Senior Vice President of Patient Care Services and Chief Nursing Officer, Lutheran Medical Center, Brooklyn, N.Y.
Q The bargaining unit leadership team that represents the nurses who work at my hospital doesn't understand the pressures of leading a healthcare organization in these economic times. Do you have any recommendations on how I can convince them that we don't have an open checkbook?
You'd have to be living under a rock to not understand the economic pressures on healthcare organizations! Operating budget planning is constantly shifting due to multiple external factors, such as healthcare reform, accountable care organizations, health homes, value-based purchasing, unfunded regulatory mandates, and more. Your own organization's internal factors complete the budget scenario. The speed of change is unlike anything we've ever seen.
Most likely, union leaders do understand and have the resources to research it. Share your data with them to help them see the big picture; for example, the specific impacts of fiscal reform and the operating margin, volume data, income and expenses, and/or debt. Your finance and human resource departments are key. You can specify the actual cost of nurses' salaries and benefits across several years. The cost of benefits, especially health and pension, is often hidden to staff and a surprisingly large contributor to hospital expenses. Analyze the projected cost of union proposals; the annualized numbers across the organization are often surprising.
You may also have to explain any signs of perceived big spending or generous income. For example, large capital projects or charitable bequests, which are funds not available for the operating budget (where staff salary and benefits are paid), often aren't understood. Another target may be executive salary and benefits if not comparable to industry standards.
In the end, the goals are usually the same: competitive salary and benefits and a financially viable organization. Help them understand your pressures, try to understand theirs, and work together toward mutual goals.
Q Our CNO reports to the COO and not the CEO. As a nurse leader, should I be concerned about this table of organization?
The answer really depends on the table of organization and the leadership style of the COO and CEO. I wouldn't be concerned just as a matter of reporting relationship; the CNO can be transformational either way.
Magnet® standards expect the CNO to be actively involved at the highest decision-making level and influence organization-wide changes, which can happen in both scenarios. The COO has broad operational responsibility, therefore, the CNO reporting to the COO shares in that influence organization-wide. Of course, the CEO role is more strategic. The CNO would need to be supported by the CEO, as well as the board of trustees, to be successful. This is a product of strong leadership, prioritization, communication, and relationship building, not necessarily a product of the table of organization.
To be transformational, the CNO has to be strategic, bringing the mission and values of the organization to life and pushing nursing toward excellence in quality, safety, and service. The CNO breaks down silos, facilitates labor-management relations, and creates a positive culture. Does this need COO and CEO support? Definitely. Would a micromanaging, authoritarian COO or CEO be of concern? Definitely.

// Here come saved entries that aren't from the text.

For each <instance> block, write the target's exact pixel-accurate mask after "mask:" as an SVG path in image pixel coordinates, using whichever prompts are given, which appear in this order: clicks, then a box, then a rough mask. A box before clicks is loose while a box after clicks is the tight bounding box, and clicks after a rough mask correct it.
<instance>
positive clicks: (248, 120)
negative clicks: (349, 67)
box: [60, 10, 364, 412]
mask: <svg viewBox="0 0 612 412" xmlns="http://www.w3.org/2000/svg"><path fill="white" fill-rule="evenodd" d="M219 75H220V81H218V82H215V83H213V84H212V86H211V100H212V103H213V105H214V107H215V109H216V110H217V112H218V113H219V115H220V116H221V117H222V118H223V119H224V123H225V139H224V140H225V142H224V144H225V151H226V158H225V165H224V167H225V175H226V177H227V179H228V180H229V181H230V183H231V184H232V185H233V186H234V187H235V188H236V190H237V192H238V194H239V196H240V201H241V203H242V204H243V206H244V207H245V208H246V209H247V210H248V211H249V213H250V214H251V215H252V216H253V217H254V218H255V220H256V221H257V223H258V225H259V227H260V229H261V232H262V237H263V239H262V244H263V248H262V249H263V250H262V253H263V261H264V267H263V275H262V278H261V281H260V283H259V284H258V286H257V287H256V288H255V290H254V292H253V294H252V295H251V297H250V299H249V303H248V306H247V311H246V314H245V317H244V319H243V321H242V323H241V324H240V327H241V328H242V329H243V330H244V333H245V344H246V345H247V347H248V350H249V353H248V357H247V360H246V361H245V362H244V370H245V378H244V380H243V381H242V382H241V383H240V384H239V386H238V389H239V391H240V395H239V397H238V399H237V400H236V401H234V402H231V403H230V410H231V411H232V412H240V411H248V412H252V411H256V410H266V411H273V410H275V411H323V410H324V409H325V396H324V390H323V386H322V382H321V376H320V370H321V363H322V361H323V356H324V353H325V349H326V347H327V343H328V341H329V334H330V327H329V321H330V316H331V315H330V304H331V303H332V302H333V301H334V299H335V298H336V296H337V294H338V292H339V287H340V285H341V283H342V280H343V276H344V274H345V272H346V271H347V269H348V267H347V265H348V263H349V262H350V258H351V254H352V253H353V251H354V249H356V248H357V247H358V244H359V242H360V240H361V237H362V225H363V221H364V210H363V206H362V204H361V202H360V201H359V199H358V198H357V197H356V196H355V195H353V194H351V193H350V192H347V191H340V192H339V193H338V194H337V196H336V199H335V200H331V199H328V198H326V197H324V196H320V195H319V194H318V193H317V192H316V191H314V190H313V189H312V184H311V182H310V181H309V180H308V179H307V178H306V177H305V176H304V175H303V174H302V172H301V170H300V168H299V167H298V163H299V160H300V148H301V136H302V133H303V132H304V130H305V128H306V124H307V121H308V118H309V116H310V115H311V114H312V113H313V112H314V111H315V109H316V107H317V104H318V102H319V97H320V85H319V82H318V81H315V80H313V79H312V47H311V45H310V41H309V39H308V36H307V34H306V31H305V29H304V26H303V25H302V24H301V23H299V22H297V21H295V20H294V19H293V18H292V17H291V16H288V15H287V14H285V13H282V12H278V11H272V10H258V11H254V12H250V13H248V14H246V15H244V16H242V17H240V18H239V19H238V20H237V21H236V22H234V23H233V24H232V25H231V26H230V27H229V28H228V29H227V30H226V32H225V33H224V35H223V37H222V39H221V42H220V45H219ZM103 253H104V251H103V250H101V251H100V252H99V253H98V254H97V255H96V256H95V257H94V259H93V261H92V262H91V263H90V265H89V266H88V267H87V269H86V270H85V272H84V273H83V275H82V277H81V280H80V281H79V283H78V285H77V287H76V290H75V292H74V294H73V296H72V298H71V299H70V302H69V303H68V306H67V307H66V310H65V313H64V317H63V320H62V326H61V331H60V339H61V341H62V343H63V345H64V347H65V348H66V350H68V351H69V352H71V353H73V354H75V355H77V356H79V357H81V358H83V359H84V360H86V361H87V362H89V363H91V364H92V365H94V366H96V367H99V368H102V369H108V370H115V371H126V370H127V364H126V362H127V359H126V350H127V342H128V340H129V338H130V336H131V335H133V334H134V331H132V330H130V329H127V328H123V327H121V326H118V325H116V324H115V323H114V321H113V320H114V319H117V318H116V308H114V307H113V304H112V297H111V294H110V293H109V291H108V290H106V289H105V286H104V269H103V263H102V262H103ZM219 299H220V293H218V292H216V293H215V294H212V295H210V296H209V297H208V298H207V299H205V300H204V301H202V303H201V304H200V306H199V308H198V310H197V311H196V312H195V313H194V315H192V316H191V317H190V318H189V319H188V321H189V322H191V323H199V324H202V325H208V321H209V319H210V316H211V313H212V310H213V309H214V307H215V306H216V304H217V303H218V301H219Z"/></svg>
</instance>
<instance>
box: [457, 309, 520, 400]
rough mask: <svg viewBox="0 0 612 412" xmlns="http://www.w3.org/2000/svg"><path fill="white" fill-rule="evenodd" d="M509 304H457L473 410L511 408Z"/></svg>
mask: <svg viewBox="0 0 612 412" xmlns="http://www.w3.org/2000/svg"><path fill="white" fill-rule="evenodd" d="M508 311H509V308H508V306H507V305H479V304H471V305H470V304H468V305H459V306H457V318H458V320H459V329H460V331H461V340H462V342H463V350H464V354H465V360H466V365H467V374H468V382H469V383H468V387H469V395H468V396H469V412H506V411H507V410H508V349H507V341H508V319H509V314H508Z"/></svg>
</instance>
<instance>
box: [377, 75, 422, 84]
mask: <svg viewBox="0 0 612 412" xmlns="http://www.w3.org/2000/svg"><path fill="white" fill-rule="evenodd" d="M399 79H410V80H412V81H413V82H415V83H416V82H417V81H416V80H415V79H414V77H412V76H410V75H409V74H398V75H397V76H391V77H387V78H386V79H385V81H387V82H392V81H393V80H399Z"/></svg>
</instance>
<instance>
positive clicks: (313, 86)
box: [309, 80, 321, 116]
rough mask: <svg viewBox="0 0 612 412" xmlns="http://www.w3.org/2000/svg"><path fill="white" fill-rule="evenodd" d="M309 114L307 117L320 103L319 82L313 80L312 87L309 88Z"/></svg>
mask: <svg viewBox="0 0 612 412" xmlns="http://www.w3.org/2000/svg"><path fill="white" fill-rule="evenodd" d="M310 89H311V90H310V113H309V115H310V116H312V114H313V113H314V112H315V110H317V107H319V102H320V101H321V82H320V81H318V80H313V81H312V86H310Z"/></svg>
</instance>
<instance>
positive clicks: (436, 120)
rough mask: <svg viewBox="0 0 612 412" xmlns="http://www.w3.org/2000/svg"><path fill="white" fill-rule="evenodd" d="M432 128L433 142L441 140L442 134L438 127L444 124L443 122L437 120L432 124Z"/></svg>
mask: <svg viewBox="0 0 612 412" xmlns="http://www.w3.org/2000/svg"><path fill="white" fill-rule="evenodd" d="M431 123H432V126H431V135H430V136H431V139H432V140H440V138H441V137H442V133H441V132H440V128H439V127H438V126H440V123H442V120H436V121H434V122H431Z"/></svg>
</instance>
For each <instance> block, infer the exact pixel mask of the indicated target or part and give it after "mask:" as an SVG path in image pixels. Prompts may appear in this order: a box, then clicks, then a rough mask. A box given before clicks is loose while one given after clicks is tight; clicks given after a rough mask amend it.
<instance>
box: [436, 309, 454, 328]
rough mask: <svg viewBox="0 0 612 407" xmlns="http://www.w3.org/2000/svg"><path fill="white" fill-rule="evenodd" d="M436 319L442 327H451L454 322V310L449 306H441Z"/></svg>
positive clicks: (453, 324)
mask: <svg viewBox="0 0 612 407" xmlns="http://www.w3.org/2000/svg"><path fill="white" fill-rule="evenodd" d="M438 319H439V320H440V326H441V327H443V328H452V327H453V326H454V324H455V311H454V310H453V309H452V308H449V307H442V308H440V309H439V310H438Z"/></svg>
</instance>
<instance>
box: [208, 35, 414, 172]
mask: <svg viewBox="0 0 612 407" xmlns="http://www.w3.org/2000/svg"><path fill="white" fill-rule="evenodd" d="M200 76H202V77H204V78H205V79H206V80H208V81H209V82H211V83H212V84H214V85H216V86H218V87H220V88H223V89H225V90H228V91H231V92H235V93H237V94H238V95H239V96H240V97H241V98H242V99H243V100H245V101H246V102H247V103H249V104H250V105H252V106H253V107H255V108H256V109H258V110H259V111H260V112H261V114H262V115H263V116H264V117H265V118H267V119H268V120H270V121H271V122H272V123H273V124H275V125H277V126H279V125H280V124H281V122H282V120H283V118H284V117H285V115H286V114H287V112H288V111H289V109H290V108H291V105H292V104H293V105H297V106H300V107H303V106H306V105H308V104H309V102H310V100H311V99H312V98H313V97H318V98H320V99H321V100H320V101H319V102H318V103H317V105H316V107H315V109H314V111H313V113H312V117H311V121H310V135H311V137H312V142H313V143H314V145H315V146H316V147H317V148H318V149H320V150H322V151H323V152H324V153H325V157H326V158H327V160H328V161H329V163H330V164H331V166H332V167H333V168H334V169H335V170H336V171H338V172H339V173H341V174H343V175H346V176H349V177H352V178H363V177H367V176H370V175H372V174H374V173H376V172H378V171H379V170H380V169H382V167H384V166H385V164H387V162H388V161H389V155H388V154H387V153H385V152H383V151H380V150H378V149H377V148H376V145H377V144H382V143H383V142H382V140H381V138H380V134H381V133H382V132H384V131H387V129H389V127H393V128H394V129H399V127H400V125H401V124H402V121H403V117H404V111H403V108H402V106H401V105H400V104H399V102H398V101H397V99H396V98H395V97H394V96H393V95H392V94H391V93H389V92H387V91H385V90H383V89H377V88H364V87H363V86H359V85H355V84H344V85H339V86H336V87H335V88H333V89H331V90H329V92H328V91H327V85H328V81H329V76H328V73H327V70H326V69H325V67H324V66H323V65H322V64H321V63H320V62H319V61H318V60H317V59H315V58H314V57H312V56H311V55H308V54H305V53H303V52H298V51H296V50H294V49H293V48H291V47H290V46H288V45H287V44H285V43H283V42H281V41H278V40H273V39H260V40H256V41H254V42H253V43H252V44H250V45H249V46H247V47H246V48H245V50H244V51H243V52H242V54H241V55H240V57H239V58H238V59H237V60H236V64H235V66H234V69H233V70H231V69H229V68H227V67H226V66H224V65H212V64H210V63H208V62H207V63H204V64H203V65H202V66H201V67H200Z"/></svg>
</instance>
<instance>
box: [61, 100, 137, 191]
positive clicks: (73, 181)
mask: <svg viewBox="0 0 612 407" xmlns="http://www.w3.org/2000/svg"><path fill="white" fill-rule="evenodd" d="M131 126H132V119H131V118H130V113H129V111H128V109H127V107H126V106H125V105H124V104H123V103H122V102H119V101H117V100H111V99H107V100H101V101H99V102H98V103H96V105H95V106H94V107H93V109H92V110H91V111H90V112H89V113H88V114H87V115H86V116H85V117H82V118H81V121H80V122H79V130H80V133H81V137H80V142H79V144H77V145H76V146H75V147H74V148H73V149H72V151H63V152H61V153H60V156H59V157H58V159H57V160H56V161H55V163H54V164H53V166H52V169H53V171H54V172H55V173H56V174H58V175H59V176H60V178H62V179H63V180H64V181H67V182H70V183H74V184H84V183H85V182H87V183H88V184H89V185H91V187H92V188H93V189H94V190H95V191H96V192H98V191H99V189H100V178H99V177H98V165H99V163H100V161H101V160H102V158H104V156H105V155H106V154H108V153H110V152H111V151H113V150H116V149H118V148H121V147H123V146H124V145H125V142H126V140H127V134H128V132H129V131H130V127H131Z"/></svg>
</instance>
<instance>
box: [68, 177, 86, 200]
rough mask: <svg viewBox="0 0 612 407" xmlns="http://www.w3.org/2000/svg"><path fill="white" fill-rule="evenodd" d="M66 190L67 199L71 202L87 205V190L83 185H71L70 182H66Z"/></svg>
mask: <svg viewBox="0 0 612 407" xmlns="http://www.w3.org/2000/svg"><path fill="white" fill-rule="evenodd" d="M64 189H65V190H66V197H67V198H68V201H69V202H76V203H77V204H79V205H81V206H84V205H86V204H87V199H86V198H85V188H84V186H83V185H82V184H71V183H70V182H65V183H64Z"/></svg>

I report to our hospital's COO and in her words, “no matter who one reports to, it's the individual chemistry and the sense of trust and support that makes the difference. One can report directly to the CEO without that relationship and be thwarted at all crossroads. That can be the case with COOs as well. The sense of trust, autonomy, influence, and abilities is what matters.”
The CNO is akin to the COO for nursing, regardless of reporting relationships. As long as the CNO has credible and influential relationships organization-wide and is supported by the executive team, you shouldn't be concerned.